(RNN) - The emotional cost of child abuse is heartbreaking and substantial, but the financial cost to taxpayers is downright staggering.
According to a new report by the Centers for Disease Control and Prevention, just one year's worth of new child abuse cases costs the U.S. $124 billion over the course of the victims' lifetimes.
"Federal, state and local public health agencies, as well as policymakers, must advance the awareness of the lifetime economic impact of child maltreatment," said Dr. Linda C. Deguitis, director of the CDC's National Center for Injury and Prevention Control.
The study, led by Xiangming Fang of the CDC's National Center for Injury Prevention and Control, found that the lifetime cost for each child surviving physical, sexual and/or psychological abuse and neglect was $210,000.
The price was comparable to lifetime costs for people suffering from high profile health conditions such as a stroke (about $160,000) or type 2 diabetes (between $181,000 and $253,000).
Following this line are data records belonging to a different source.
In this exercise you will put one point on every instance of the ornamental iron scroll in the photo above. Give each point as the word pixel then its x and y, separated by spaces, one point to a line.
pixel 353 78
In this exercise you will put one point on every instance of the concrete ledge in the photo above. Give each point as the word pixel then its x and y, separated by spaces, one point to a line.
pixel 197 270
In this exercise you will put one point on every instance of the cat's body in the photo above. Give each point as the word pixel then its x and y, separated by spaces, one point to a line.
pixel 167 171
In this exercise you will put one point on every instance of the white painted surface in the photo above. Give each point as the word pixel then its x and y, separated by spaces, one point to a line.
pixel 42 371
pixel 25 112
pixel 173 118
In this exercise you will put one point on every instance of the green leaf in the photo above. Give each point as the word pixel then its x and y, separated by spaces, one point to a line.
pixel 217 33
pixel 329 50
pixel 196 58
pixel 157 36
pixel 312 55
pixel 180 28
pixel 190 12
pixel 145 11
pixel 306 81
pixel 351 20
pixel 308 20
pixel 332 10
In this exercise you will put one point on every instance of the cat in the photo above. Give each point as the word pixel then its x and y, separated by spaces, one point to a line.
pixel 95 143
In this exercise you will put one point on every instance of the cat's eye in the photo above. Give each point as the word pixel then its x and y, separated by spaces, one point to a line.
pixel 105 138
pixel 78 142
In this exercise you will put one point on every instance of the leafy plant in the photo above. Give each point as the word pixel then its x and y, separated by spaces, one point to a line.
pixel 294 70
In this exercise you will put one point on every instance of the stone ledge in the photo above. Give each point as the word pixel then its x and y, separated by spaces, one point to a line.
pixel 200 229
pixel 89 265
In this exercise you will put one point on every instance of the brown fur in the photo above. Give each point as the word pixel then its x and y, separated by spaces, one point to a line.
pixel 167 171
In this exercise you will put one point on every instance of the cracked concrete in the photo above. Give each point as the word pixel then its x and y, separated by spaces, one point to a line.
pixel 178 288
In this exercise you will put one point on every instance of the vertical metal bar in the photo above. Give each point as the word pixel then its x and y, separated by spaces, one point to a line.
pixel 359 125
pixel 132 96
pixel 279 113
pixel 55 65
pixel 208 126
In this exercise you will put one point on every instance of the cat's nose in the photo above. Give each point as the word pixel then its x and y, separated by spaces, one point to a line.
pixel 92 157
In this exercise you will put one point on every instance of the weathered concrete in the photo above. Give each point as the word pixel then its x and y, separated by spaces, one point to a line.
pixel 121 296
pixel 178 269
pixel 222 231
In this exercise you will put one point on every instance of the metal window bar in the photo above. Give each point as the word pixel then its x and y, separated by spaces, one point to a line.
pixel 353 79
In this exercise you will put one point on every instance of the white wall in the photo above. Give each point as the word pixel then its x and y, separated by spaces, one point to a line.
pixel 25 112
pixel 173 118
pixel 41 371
More than a half-million children per year are reported to authorities as possible abuse or neglect victims.
During one typical year profiled by researchers, 579,000 child maltreatment cases were reported in 2008, with 1,740 children dying from abuse or neglect.
The CDC study took into account a number of factors to come up with its final estimate of costs, including medical and criminal justice fees. It also found that an estimated $144,360 of lifetime earnings were lost to each child surviving abuse, assuming that they lived and worked until retirement age.
In contrast, the estimated cost for each child who died as a result of abuse was nearly $1.3 million, due mainly to the estimated loss in lifetime wages.
A separate study, scheduled for publication in the March 2012 issue of Pediatrics, found that an estimated $73.8 million was spent each year for the hospitalization of child abuse victims.
Led by Dr. John M. Leventhal, medical director of the Child Abuse Program at Yale-New Haven Children's Hospital, the study focused on whether a child was hospitalized for abuse or not.
In 2006, more than 4,500 children were admitted to the hospital because of abuse, 300 of which died from their injuries. The study found that approximately 59 in every 100,000 infants were hospitalized because of abuse, the highest of any age group.
"These numbers are higher than the rate of sudden infant death syndrome, which is alarming," said Dr. Leventhal. Sudden infant death syndrome affects approximately 50 of every 100,000 children.
Both studies emphasized the importance of prevention programs in stopping child abuse.
The CDC study will appear in an upcoming issue of Child Abuse and Neglect, The International Journal.